Since 1983, we have watched the city reemerge into an absolutely beautiful cultural center, where food and theater converge, alongside a well-renowned university and life science center.
The building we are in is a hundred years old, which speaks to the history of the city — how it maintains its historic charm, while re-blossoming as a remarkably cosmopolitan city.
What are your insights into the diverse culture in New Brunswick, and how does that enrich the dining experience in the city?
Mark Pascal:
Over the last 100 years, different waves of immigrant populations and ethnicities have come through, working their way through. In New Brunswick, it started with the Hungarian population. It exploded in the 1950s because Johnson & Johnson advocated for job opportunities for immigrants in New Brunswick.
Today, some of their kids are still here. You can see a little piece of different cultures, such as Hungarian, Italian, Irish, and Latino cultures.
Francis Schott:
New Brunswick is one of the best examples of urban redevelopment in America right now. The community is strong and present in the working class in New Brunswick.
Ever since 1985, the city has recognized the importance of community engagement to reduce crime and harassment problems in New Brunswick. An example is The Sidewalk Café program for New Brunswick Restaurants. The idea was to put as many good citizens on the street as possible, which builds a vibrant opportunity for the businesses, bakeries, and grocery stores to have people on the street. That’s how you take a neighborhood back.

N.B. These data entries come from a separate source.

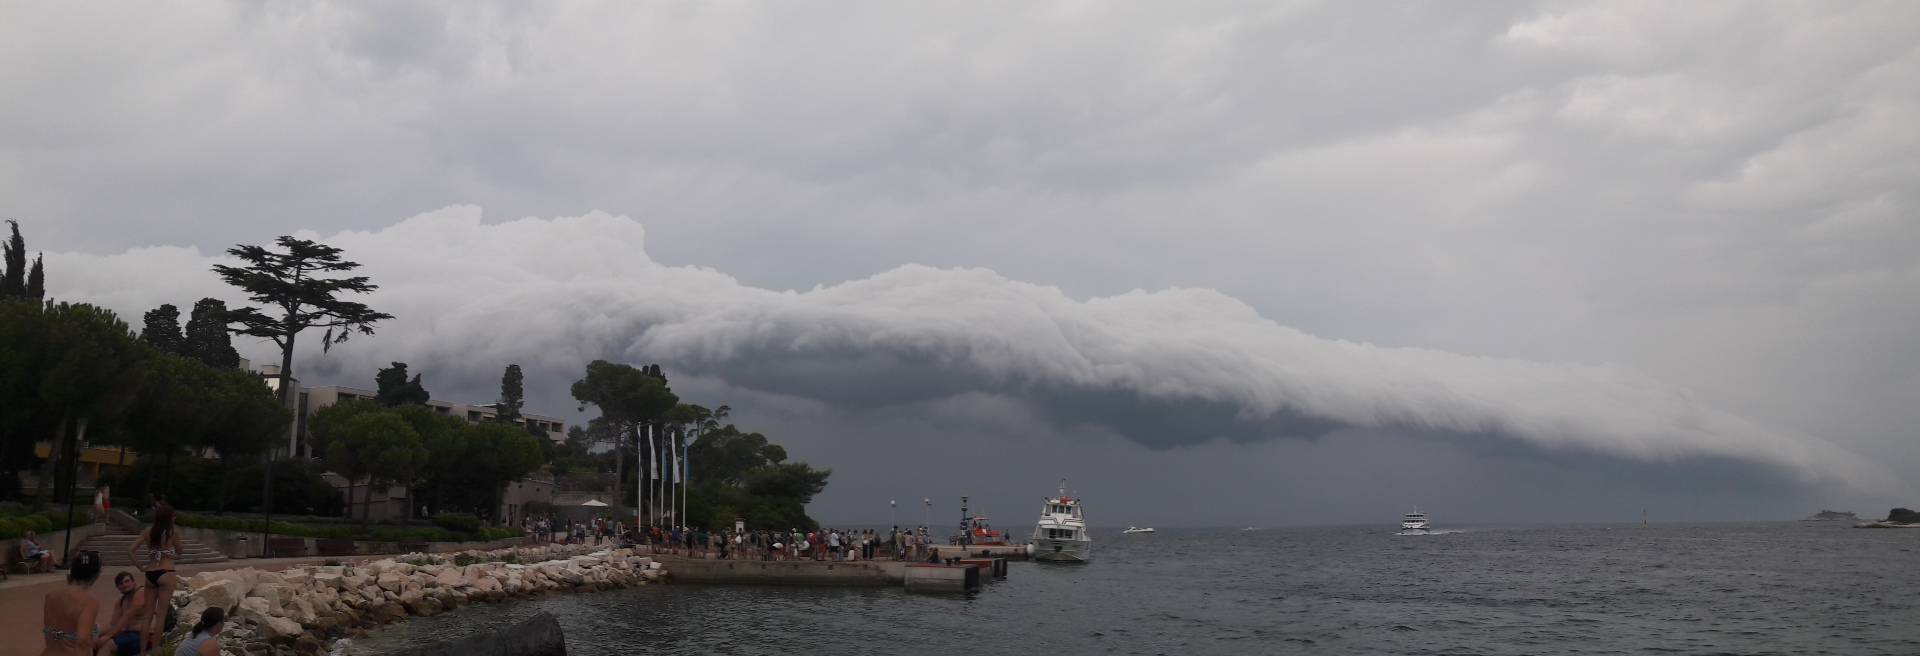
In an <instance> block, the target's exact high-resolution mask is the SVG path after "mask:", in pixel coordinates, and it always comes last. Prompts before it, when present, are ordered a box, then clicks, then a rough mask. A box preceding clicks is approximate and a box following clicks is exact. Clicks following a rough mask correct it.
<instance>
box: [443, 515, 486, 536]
mask: <svg viewBox="0 0 1920 656" xmlns="http://www.w3.org/2000/svg"><path fill="white" fill-rule="evenodd" d="M434 526H438V527H444V529H447V531H455V533H480V518H476V516H472V514H470V512H440V514H434Z"/></svg>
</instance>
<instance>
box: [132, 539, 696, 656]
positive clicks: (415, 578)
mask: <svg viewBox="0 0 1920 656" xmlns="http://www.w3.org/2000/svg"><path fill="white" fill-rule="evenodd" d="M463 562H465V564H463ZM664 577H666V570H662V568H660V564H659V562H655V560H653V558H651V556H643V554H639V552H636V551H630V549H603V547H586V545H572V547H563V545H555V547H520V549H499V551H467V552H449V554H401V556H394V558H382V560H372V562H359V564H344V566H300V568H290V570H282V572H263V570H253V568H238V570H219V572H202V574H196V575H192V577H188V579H186V581H182V585H180V591H177V593H175V597H173V604H175V606H177V608H179V627H175V631H173V633H169V635H167V639H165V641H163V644H165V646H163V648H161V650H159V654H171V652H173V644H177V643H179V641H180V639H184V637H186V631H188V629H190V627H192V625H194V621H198V620H200V614H202V612H204V610H205V608H213V606H219V608H227V631H225V633H223V635H221V652H223V654H236V656H278V654H300V656H317V654H326V652H328V644H332V643H334V641H338V639H342V637H353V635H363V633H365V631H367V629H371V627H376V625H382V623H390V621H399V620H405V618H411V616H438V614H442V612H447V610H453V608H459V606H465V604H472V602H499V600H509V598H520V597H538V595H557V593H589V591H609V589H624V587H637V585H647V583H655V581H660V579H664Z"/></svg>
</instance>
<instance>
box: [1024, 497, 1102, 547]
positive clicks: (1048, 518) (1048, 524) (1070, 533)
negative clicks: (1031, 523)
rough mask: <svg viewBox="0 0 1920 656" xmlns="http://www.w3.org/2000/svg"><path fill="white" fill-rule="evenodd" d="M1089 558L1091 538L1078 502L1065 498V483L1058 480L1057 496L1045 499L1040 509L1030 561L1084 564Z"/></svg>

What inspired you to merge your experience with a podcast? How has this influenced your approach to New Brunswick?
Mark Pascal:
We were always engaged in the community in New Brunswick. I think part of the reason people want to listen to the podcast is because of the engagement we’ve had with our customers and our community.
Francis Schott:
At the time that we started in the craft cocktail scene, New York City, London, and Chicago were at the forefront, and it would take years for the trends to propagate out to the smaller cities.
When we opened, New Brunswick was about six years behind Manhattan in the dining and drinking trends. Our restaurant was only about eight months behind Manhattan trends, thanks to our social network within the restaurant business community.
That drove a lot of attention to the city, because we were doing cutting-edge stuff and we weren’t even in New York. Once the podcast got more attention, it also had a huge following in the industry in New Brunswick. I think that we add to the cosmopolitan nature of New Brunswick. We bring the world to New Brunswick. We even bring amazing world-class chefs to the New Brunswick Performing Arts Center through our live performances of The Restaurant Guys podcast.
What is the main challenge faced by restaurateurs at this time, and how are you navigating through these?
Mark Pascal:
Definitely, it’s the cost of goods and services and the cost of labor. Keeping it at a place that people can afford. The cost of labor has exponentially increased in the last five years. People falsely think that the tipped employees’ minimum wage is a reduced rate of $5.62 an hour, but the total earnings must meet the standard minimum wage of $15.49 an hour, just like any other employee. The restaurant employer is responsible for making up the difference. Tipped employees make the same minimum earnings as everybody else.